OCC Proposes Rule to Ensure Banks Offer Fair Access to Financial Services

On November 20, 2020, the Office of the Comptroller of the Currency (OCC) issued a proposed rule with the objective of ensuring banks offer fair access to financial services.

Certain banks have received significant political pressure from various for-profit and not-for-profit organizations to deny financial services to customers in certain industries, including, but not limited to:  (1) family planning organizations; (2) privately owned correctional facilities; (3) makers of shotguns and hunting rifles; (4) oil exploration companies; and (5) other similar industries.  With this proposed rule, the OCC has set out to address the issue of large banks engaging in category or industry-based risk evaluations to deny these type of industry customers access to financial services.  In its proposal, the OCC noted that “personal beliefs and opinions” as well as “assessments ungrounded in quantitative, risk-based analysis” are inappropriate criteria for rejections of financial services.  Notably, Brian P. Brooks, Acting Comptroller of the Currency, has stated: “Fair access to financial services, credit, and capital are essential to our economy.”

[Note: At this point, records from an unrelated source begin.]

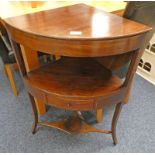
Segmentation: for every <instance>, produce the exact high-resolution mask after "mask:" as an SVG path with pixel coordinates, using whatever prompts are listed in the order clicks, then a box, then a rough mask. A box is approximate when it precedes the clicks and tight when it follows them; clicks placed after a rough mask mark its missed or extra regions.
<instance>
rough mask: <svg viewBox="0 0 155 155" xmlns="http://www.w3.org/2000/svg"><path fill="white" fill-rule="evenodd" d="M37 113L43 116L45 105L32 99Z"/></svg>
mask: <svg viewBox="0 0 155 155" xmlns="http://www.w3.org/2000/svg"><path fill="white" fill-rule="evenodd" d="M34 100H35V104H36V108H37V111H38V113H39V115H44V114H45V113H46V105H45V103H44V102H43V101H41V100H38V99H36V98H34Z"/></svg>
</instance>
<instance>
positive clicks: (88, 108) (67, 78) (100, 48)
mask: <svg viewBox="0 0 155 155" xmlns="http://www.w3.org/2000/svg"><path fill="white" fill-rule="evenodd" d="M18 21H20V22H21V21H22V22H21V23H19V22H18ZM3 23H4V25H5V26H6V28H7V30H8V32H9V33H10V37H11V39H12V40H13V41H12V42H13V46H14V49H15V53H16V56H17V59H18V64H19V65H20V68H21V71H22V75H23V79H24V82H25V85H26V87H27V90H28V92H29V93H30V94H31V96H30V98H31V103H32V107H33V110H34V114H35V115H34V116H35V123H34V126H33V127H34V128H33V131H35V130H36V127H37V124H38V123H39V124H42V125H47V126H51V127H55V128H59V129H60V125H61V129H63V130H65V131H68V130H67V129H66V128H65V126H64V125H65V124H66V123H65V124H64V125H62V124H63V123H60V124H59V123H58V124H57V123H56V124H53V123H48V122H40V121H39V122H38V110H37V108H36V107H37V106H36V103H35V102H34V97H36V98H37V99H39V100H42V101H43V102H44V103H45V102H47V104H48V105H52V106H55V107H58V108H63V109H68V110H74V111H85V110H96V109H99V108H103V106H108V105H110V104H116V110H115V113H114V117H113V120H112V127H111V131H103V132H106V133H111V134H112V136H113V141H114V144H116V143H117V138H116V124H117V119H118V116H119V113H120V109H121V106H122V104H123V101H124V99H125V96H126V94H127V92H128V89H129V87H130V84H131V81H132V79H133V76H134V73H135V71H136V68H137V66H138V62H139V59H140V56H141V54H142V52H143V44H144V43H145V41H146V37H147V33H148V32H149V31H150V30H151V28H149V27H147V26H145V25H142V24H139V23H136V22H133V21H130V20H127V19H124V18H122V17H119V16H116V15H112V14H109V13H106V12H104V11H101V10H98V9H95V8H92V7H89V6H86V5H83V4H78V5H74V6H68V7H63V8H59V9H54V10H48V11H43V12H39V13H34V14H28V15H24V16H19V17H14V18H9V19H6V20H4V21H3ZM70 31H81V32H82V33H81V35H78V36H73V35H70ZM18 44H21V45H23V46H24V47H27V48H29V49H31V52H33V51H43V52H46V53H49V54H58V55H61V56H64V57H62V58H61V59H60V60H58V61H56V62H55V63H51V64H47V65H45V66H42V67H40V66H38V67H36V68H33V70H30V71H29V72H27V71H26V64H25V63H24V55H22V54H21V51H20V49H19V45H18ZM25 52H26V50H25ZM31 52H29V54H30V53H31ZM27 54H28V52H27V53H26V55H27ZM122 54H128V56H129V57H130V60H131V61H130V65H129V70H128V73H127V75H126V78H125V80H124V81H122V80H121V79H119V78H118V77H117V76H115V75H113V74H112V71H111V69H110V68H109V67H107V68H106V66H103V65H102V64H101V63H99V62H98V61H96V60H95V59H94V58H97V57H98V58H99V57H109V56H116V57H120V55H121V56H122ZM67 56H68V57H67ZM29 57H30V56H28V57H27V58H29ZM74 57H76V58H74ZM92 57H93V58H92ZM32 96H33V97H32ZM78 117H79V116H77V117H76V118H75V119H73V120H79V121H76V122H77V124H75V123H69V124H70V126H69V129H70V131H73V130H74V129H75V128H76V129H78V132H83V131H86V132H89V131H90V130H89V129H90V128H89V129H88V130H87V125H85V126H84V129H83V128H82V125H80V124H81V122H80V120H81V119H79V118H78ZM81 121H82V120H81ZM71 122H74V121H71ZM78 125H80V126H81V128H80V129H81V130H79V128H78V127H79V126H78ZM96 132H97V130H96Z"/></svg>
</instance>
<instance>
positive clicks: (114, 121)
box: [111, 103, 123, 145]
mask: <svg viewBox="0 0 155 155" xmlns="http://www.w3.org/2000/svg"><path fill="white" fill-rule="evenodd" d="M122 105H123V104H122V103H118V104H117V105H116V108H115V112H114V115H113V119H112V125H111V130H112V138H113V142H114V145H116V144H117V143H118V140H117V136H116V125H117V121H118V118H119V115H120V112H121V109H122Z"/></svg>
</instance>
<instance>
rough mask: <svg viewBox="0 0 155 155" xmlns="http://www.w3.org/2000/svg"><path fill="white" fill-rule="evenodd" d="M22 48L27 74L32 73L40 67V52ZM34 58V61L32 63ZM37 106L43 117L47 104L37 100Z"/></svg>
mask: <svg viewBox="0 0 155 155" xmlns="http://www.w3.org/2000/svg"><path fill="white" fill-rule="evenodd" d="M20 46H21V51H22V56H23V60H24V64H25V68H26V71H27V72H30V71H32V70H34V69H36V68H38V67H39V60H38V52H37V51H34V50H31V49H30V48H28V47H24V46H22V45H20ZM32 58H33V61H32ZM35 102H36V106H37V109H38V113H39V115H43V114H45V112H46V107H45V103H44V102H43V101H40V100H38V99H35Z"/></svg>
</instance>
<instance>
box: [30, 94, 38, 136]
mask: <svg viewBox="0 0 155 155" xmlns="http://www.w3.org/2000/svg"><path fill="white" fill-rule="evenodd" d="M29 97H30V101H31V105H32V110H33V116H34V122H33V125H32V134H35V133H36V130H37V125H38V111H37V107H36V103H35V100H34V97H33V96H32V95H31V94H29Z"/></svg>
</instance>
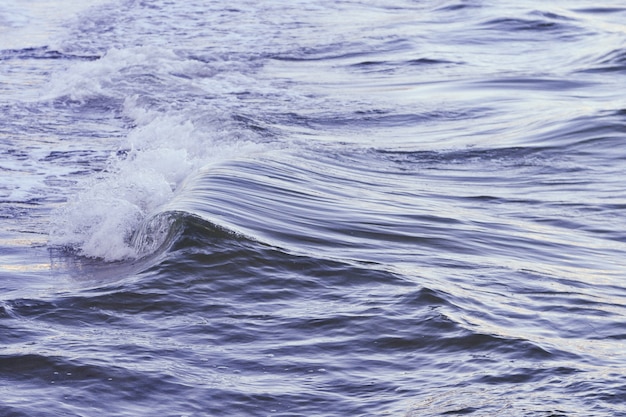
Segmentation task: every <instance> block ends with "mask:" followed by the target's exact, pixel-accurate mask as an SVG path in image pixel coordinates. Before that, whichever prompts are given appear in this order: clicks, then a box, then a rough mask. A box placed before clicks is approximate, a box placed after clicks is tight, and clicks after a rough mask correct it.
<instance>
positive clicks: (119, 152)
mask: <svg viewBox="0 0 626 417" xmlns="http://www.w3.org/2000/svg"><path fill="white" fill-rule="evenodd" d="M136 101H137V98H136V97H131V98H129V99H127V100H126V103H125V106H124V108H125V110H124V112H125V114H126V116H127V117H132V118H133V120H134V121H135V123H136V124H137V126H136V127H135V128H133V129H132V130H131V131H130V132H129V134H128V135H127V136H126V137H125V138H123V139H122V140H121V141H120V143H119V145H118V146H119V151H118V152H116V153H115V154H114V155H112V156H111V158H110V160H109V161H108V166H107V169H106V170H105V171H104V172H101V173H98V174H95V175H93V176H91V177H90V178H88V179H86V180H85V181H84V182H83V183H82V184H81V185H80V187H79V190H78V192H77V193H76V195H74V196H72V197H71V198H70V199H69V201H68V203H67V204H65V205H64V206H63V207H62V208H61V209H59V210H58V211H57V212H56V213H55V214H54V216H53V228H52V232H51V234H50V243H51V244H52V245H54V246H63V247H67V248H71V249H73V250H75V251H77V252H78V253H79V254H81V255H84V256H88V257H94V258H102V259H104V260H106V261H115V260H121V259H127V258H134V257H137V256H139V255H141V254H142V253H139V252H138V249H137V248H136V247H135V246H134V245H133V242H132V237H133V233H134V232H135V231H136V230H137V229H138V228H139V226H140V224H141V222H142V221H144V220H145V219H147V218H149V217H150V216H153V215H155V214H157V213H158V212H159V210H160V209H161V208H162V207H163V206H164V205H166V203H167V202H168V201H170V200H171V199H172V198H173V197H174V195H175V192H176V190H177V188H178V187H179V185H180V184H181V183H182V182H183V180H184V179H185V178H187V177H188V176H189V175H190V174H191V173H193V172H195V171H196V170H198V169H200V168H201V167H204V166H207V165H210V164H212V163H219V162H220V161H224V160H228V159H231V158H234V157H236V156H238V155H241V154H250V153H253V152H258V151H260V150H262V149H263V145H261V144H257V143H254V142H251V141H247V140H245V139H244V140H233V141H230V142H227V141H225V140H224V135H225V134H227V133H225V132H224V130H223V129H222V127H223V126H222V125H221V122H219V121H217V120H216V121H214V122H213V123H214V124H213V125H212V126H207V125H205V124H203V125H202V126H200V127H198V126H196V124H195V123H194V122H193V121H191V120H189V119H188V118H186V117H185V114H184V113H181V114H177V115H171V116H170V115H164V114H162V113H160V112H157V111H150V110H146V109H144V108H141V107H140V106H138V105H137V103H136ZM210 127H212V128H213V129H214V130H213V132H212V131H210V130H207V129H208V128H210Z"/></svg>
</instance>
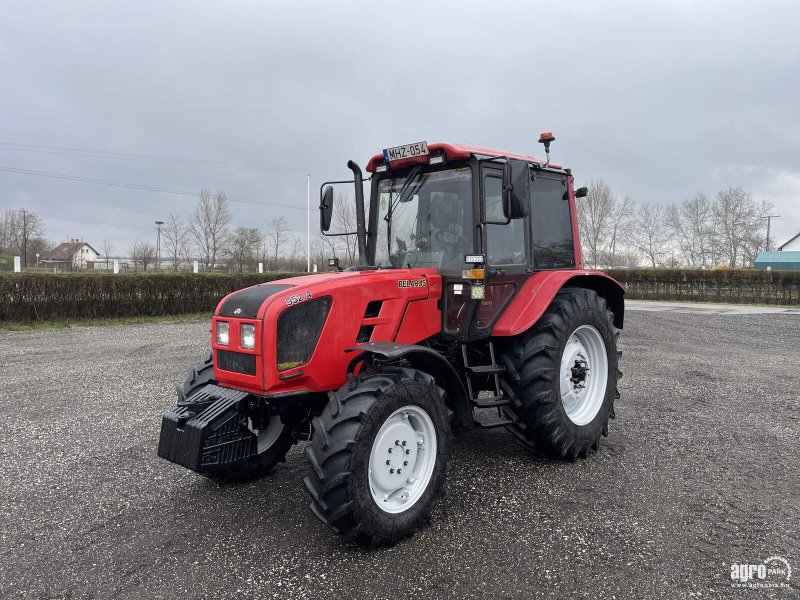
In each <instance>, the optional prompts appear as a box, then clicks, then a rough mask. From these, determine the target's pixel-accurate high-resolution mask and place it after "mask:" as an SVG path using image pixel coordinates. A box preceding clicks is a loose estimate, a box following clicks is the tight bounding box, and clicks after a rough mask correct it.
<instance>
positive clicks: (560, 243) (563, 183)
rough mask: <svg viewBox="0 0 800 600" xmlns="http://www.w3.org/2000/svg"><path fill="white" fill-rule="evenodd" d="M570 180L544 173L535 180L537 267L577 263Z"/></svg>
mask: <svg viewBox="0 0 800 600" xmlns="http://www.w3.org/2000/svg"><path fill="white" fill-rule="evenodd" d="M567 190H568V188H567V180H566V178H564V177H552V176H543V175H540V176H538V177H536V179H534V180H533V181H532V182H531V216H530V222H531V235H532V237H533V240H532V245H533V268H534V269H536V270H544V269H569V268H573V267H574V266H575V245H574V241H573V238H572V220H571V218H570V212H569V199H567V200H565V199H564V196H565V194H566V193H567Z"/></svg>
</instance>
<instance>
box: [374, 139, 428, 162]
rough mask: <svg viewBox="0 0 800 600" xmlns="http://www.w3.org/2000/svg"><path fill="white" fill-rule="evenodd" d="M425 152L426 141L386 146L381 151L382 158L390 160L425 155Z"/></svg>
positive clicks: (398, 159) (422, 155)
mask: <svg viewBox="0 0 800 600" xmlns="http://www.w3.org/2000/svg"><path fill="white" fill-rule="evenodd" d="M426 154H428V142H417V143H416V144H406V145H405V146H395V147H394V148H386V149H385V150H384V151H383V160H385V161H386V162H391V161H393V160H403V159H404V158H414V157H415V156H425V155H426Z"/></svg>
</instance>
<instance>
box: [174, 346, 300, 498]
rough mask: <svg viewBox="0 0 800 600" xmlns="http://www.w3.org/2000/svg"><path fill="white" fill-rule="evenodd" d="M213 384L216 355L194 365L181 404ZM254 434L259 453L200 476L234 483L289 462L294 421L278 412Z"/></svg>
mask: <svg viewBox="0 0 800 600" xmlns="http://www.w3.org/2000/svg"><path fill="white" fill-rule="evenodd" d="M214 383H216V381H215V380H214V361H213V356H209V357H208V358H207V359H206V360H204V361H203V362H200V363H197V364H196V365H194V367H192V372H191V373H189V375H188V376H187V377H186V381H184V382H183V384H181V385H179V386H177V388H176V392H177V394H178V403H179V404H180V403H182V402H186V399H187V398H189V397H190V396H191V395H192V394H194V393H195V392H196V391H197V390H199V389H201V388H203V387H205V386H206V385H209V384H214ZM254 433H255V435H256V437H257V439H258V442H257V444H258V454H256V455H255V456H254V457H252V458H251V459H250V460H248V461H247V462H244V463H240V464H237V465H233V466H231V467H230V468H228V469H225V470H214V471H206V472H201V475H203V476H204V477H208V478H209V479H213V480H215V481H218V482H220V483H226V482H230V483H235V482H242V481H249V480H252V479H257V478H259V477H263V476H264V475H266V474H268V473H269V472H270V471H271V470H272V469H273V468H274V467H275V465H277V464H278V463H281V462H285V461H286V454H287V453H288V452H289V449H290V448H291V447H292V446H293V445H294V443H295V442H296V441H297V440H296V439H295V437H294V434H293V433H292V427H291V423H290V424H286V423H283V422H282V421H281V420H280V418H279V417H278V416H277V415H274V416H273V417H272V419H271V420H270V422H269V424H268V425H267V427H266V428H265V429H263V430H260V431H255V432H254Z"/></svg>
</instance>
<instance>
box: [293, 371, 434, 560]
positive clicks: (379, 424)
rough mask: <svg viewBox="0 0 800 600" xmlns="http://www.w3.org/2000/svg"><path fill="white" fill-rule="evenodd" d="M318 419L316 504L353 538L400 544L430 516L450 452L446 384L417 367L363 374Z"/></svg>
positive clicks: (338, 394) (314, 441)
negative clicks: (445, 396)
mask: <svg viewBox="0 0 800 600" xmlns="http://www.w3.org/2000/svg"><path fill="white" fill-rule="evenodd" d="M329 397H330V402H329V403H328V404H327V405H326V406H325V408H324V409H323V411H322V414H321V415H320V416H319V417H316V418H314V420H313V433H312V438H311V444H310V446H309V447H308V448H307V450H306V456H307V457H308V462H309V465H310V467H311V468H310V472H309V475H308V477H306V478H305V484H306V487H307V488H308V491H309V492H310V494H311V496H312V498H313V500H312V502H311V510H312V511H313V512H314V514H315V515H316V516H317V517H318V518H319V519H320V520H321V521H322V522H323V523H325V525H327V526H328V527H329V528H330V529H332V530H333V531H334V532H335V533H338V534H341V535H342V536H344V537H345V538H346V539H351V540H355V541H357V542H359V543H362V544H366V545H369V546H375V545H379V544H393V543H395V542H397V541H398V540H400V539H402V538H404V537H407V536H409V535H411V534H413V533H414V531H416V530H417V529H418V528H419V527H420V526H421V525H422V524H424V523H426V522H427V521H428V520H429V519H430V515H431V511H432V510H433V508H434V506H435V504H436V502H437V501H438V500H439V498H440V497H441V494H442V488H443V487H444V481H445V474H446V470H447V460H448V457H449V453H450V426H449V424H448V421H447V409H446V407H445V402H444V391H443V390H442V389H441V388H439V387H438V386H437V385H436V383H435V381H434V378H433V377H432V376H430V375H428V374H426V373H423V372H422V371H418V370H416V369H411V368H399V367H398V368H386V369H383V370H381V371H378V372H372V373H370V374H367V375H361V376H358V377H355V378H354V379H353V380H352V381H351V382H350V383H348V384H347V385H345V386H344V387H342V388H341V389H339V390H338V391H336V392H331V393H330V394H329Z"/></svg>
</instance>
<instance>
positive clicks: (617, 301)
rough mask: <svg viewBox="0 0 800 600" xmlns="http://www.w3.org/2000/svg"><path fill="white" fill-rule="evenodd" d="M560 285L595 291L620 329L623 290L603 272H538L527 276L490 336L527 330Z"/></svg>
mask: <svg viewBox="0 0 800 600" xmlns="http://www.w3.org/2000/svg"><path fill="white" fill-rule="evenodd" d="M563 287H579V288H585V289H589V290H593V291H595V292H597V294H598V295H599V296H600V297H601V298H604V299H605V301H606V303H607V304H608V308H609V309H610V310H611V312H613V313H614V326H615V327H617V328H618V329H622V324H623V320H624V317H625V301H624V296H625V289H624V288H623V287H622V285H621V284H620V283H619V282H618V281H616V280H615V279H613V278H611V277H609V276H608V275H606V274H605V273H603V272H602V271H584V270H579V271H540V272H539V273H536V274H535V275H533V277H531V278H530V279H528V280H527V281H526V282H525V284H524V285H523V286H522V288H521V289H520V290H519V292H517V294H516V296H514V299H513V300H512V301H511V303H510V304H509V305H508V307H507V308H506V310H505V312H504V313H503V315H502V316H501V317H500V318H499V319H498V320H497V322H496V323H495V325H494V328H493V329H492V335H493V336H500V337H504V336H514V335H518V334H520V333H522V332H524V331H527V330H528V329H530V328H531V327H533V325H534V324H535V323H536V321H538V320H539V318H540V317H541V316H542V314H544V311H546V310H547V307H548V306H550V303H551V302H552V301H553V298H555V296H556V294H557V293H558V291H559V290H560V289H561V288H563Z"/></svg>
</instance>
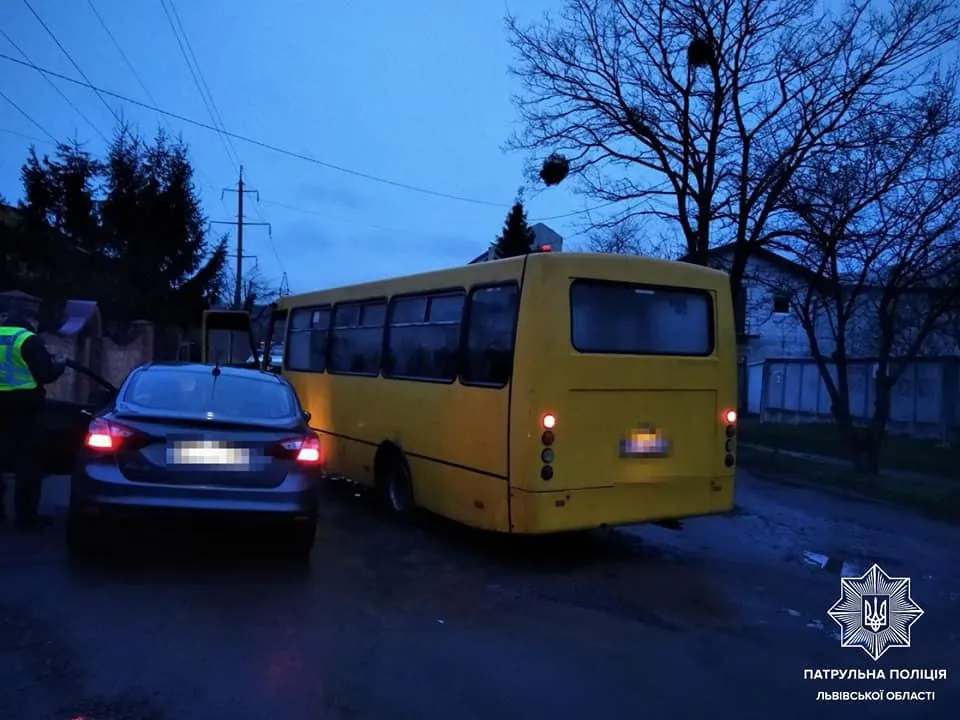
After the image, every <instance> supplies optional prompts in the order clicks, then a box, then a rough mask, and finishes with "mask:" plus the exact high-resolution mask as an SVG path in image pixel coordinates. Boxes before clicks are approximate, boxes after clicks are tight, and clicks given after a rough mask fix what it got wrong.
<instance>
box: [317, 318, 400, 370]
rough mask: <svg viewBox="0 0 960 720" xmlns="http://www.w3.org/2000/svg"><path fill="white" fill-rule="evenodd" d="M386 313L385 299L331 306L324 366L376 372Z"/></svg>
mask: <svg viewBox="0 0 960 720" xmlns="http://www.w3.org/2000/svg"><path fill="white" fill-rule="evenodd" d="M386 314H387V302H386V300H367V301H363V302H353V303H343V304H341V305H337V306H336V307H334V309H333V323H332V328H333V329H332V330H331V332H330V362H329V364H328V367H327V370H328V371H329V372H332V373H346V374H348V375H369V376H374V375H378V374H379V373H380V351H381V348H382V347H383V326H384V319H385V318H386Z"/></svg>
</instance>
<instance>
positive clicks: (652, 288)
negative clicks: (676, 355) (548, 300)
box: [570, 280, 714, 356]
mask: <svg viewBox="0 0 960 720" xmlns="http://www.w3.org/2000/svg"><path fill="white" fill-rule="evenodd" d="M570 317H571V325H572V327H571V340H572V342H573V347H574V349H576V350H577V351H579V352H582V353H610V354H614V353H618V354H626V355H678V356H683V355H686V356H702V355H709V354H711V353H712V352H713V339H714V329H713V322H714V321H713V303H712V300H711V296H710V294H709V293H708V292H706V291H703V290H690V289H687V288H670V287H659V286H648V285H634V284H631V283H614V282H603V281H597V280H574V282H573V284H572V285H571V286H570Z"/></svg>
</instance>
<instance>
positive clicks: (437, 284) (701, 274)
mask: <svg viewBox="0 0 960 720" xmlns="http://www.w3.org/2000/svg"><path fill="white" fill-rule="evenodd" d="M524 260H526V261H527V262H529V263H531V264H534V263H535V264H536V265H538V266H539V265H542V266H543V269H544V270H547V269H549V270H548V271H549V272H552V273H553V272H556V273H561V274H565V275H569V276H570V277H576V276H578V275H581V274H585V275H588V276H593V277H604V275H605V274H606V273H608V272H610V271H611V270H613V269H614V268H616V269H617V270H618V272H617V273H616V275H618V276H619V275H622V272H623V269H624V268H625V267H629V268H631V270H632V272H636V273H638V274H639V275H649V276H651V277H652V278H656V280H658V281H659V282H661V283H664V284H668V285H669V284H672V283H679V284H682V285H689V286H692V287H702V288H707V289H712V288H717V287H720V286H721V285H723V284H725V283H728V282H729V276H728V275H727V273H725V272H723V271H722V270H716V269H714V268H710V267H705V266H703V265H693V264H691V263H686V262H680V261H677V260H663V259H660V258H651V257H643V256H638V255H614V254H610V253H577V252H560V253H531V254H530V255H527V256H525V257H512V258H505V259H503V260H491V261H489V262H484V263H477V264H474V265H461V266H455V267H451V268H445V269H443V270H433V271H430V272H425V273H417V274H415V275H402V276H397V277H392V278H384V279H382V280H373V281H369V282H365V283H357V284H354V285H341V286H337V287H332V288H324V289H322V290H315V291H311V292H306V293H300V294H298V295H287V296H286V297H283V298H281V299H280V300H278V301H277V305H278V307H281V308H283V307H290V306H298V305H305V304H307V305H309V304H314V303H323V302H328V301H329V300H328V299H327V298H326V297H324V296H326V295H327V294H332V295H337V296H341V295H343V296H347V297H344V298H343V299H352V298H358V299H359V298H367V297H377V296H382V295H393V294H398V293H405V292H416V291H417V290H419V289H421V288H422V289H428V288H435V289H442V288H452V287H455V286H470V285H476V284H478V283H492V282H503V281H508V280H512V279H519V277H520V275H521V273H522V272H523V263H524ZM648 282H649V281H648Z"/></svg>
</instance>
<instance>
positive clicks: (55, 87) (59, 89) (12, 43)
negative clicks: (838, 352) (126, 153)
mask: <svg viewBox="0 0 960 720" xmlns="http://www.w3.org/2000/svg"><path fill="white" fill-rule="evenodd" d="M0 35H3V37H5V38H6V40H7V42H8V43H10V44H11V45H13V47H14V49H15V50H16V51H17V52H18V53H20V55H21V56H22V57H23V59H24V60H26V61H27V62H29V63H32V62H33V60H31V59H30V56H29V55H27V53H26V52H25V51H24V49H23V48H22V47H20V46H19V45H18V44H17V43H16V42H15V41H14V39H13V38H12V37H10V36H9V35H7V33H6V32H5V31H4V30H3V29H2V28H0ZM40 77H42V78H43V79H44V80H46V81H47V84H48V85H49V86H50V87H52V88H53V89H54V90H56V91H57V94H58V95H59V96H60V97H62V98H63V100H64V102H66V103H67V105H69V106H70V107H71V108H73V110H74V112H76V113H77V115H79V116H80V117H81V118H82V119H83V121H84V122H86V123H87V125H89V126H90V127H92V128H93V130H94V132H96V133H97V135H99V136H100V137H101V138H102V139H103V141H104V142H107V136H106V135H104V134H103V132H101V130H100V128H98V127H97V126H96V125H94V123H93V121H92V120H91V119H90V118H88V117H87V116H86V115H85V114H84V113H83V111H82V110H80V108H78V107H77V106H76V105H75V104H74V102H73V100H71V99H70V98H69V97H67V94H66V93H65V92H64V91H63V90H61V89H60V88H59V87H58V86H57V84H56V83H55V82H54V81H53V80H51V79H50V78H49V77H47V76H46V75H44V74H43V73H40Z"/></svg>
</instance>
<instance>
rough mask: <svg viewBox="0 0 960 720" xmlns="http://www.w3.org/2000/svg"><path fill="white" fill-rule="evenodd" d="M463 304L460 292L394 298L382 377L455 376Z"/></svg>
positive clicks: (384, 356) (423, 379)
mask: <svg viewBox="0 0 960 720" xmlns="http://www.w3.org/2000/svg"><path fill="white" fill-rule="evenodd" d="M463 306H464V294H463V292H460V293H442V294H434V295H429V296H427V295H421V296H411V297H400V298H394V299H393V301H391V305H390V315H389V317H390V320H389V322H388V324H387V325H388V328H387V342H386V355H384V357H383V375H384V377H393V378H399V379H403V380H432V381H441V382H453V381H454V380H456V378H457V357H458V353H459V348H460V324H461V318H462V316H463Z"/></svg>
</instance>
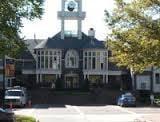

The OCC’s proposed rule will apply solely to “covered banks” as defined in the proposed rule.  A “covered bank” is a bank that has more than $100 billion in total assets and also has the ability to:  (1) raise the price a person has to pay to obtain an offered financial service from the bank or from a competitor; or (2) significantly impede a person, or a person’s business activities, in favor of or to the advantage of another person.

Under the proposed rule, in order for a “covered bank” to provide fair access to financial services or products the bank must:  (1) make each offered service available to all persons in the geographic market on “proportionally equal terms,” ensuring that “pricing and denial decisions” are decided based on measurable risks; (2) only deny a financial service when “justified by such person’s quantified and documented failure to meet quantitative, impartial risk-based standards established in advance by the covered bank;” (3) “not deny any person a financial service the bank offers when the effect of the denial is to prevent, limit, or otherwise disadvantage the person from entering or competing in a market;” and (4) “not deny, in coordination with others, any person a financial service the bank offers.”

Requiring banks to have a quantifiable risk-framework will reinforce existing OCC guidance that banks should assess and manage risk on an individual customer basis, rather than on an individual’s “membership in a particular category of customers.”

Comments on the agency’s proposed rule are due by January 4, 2021.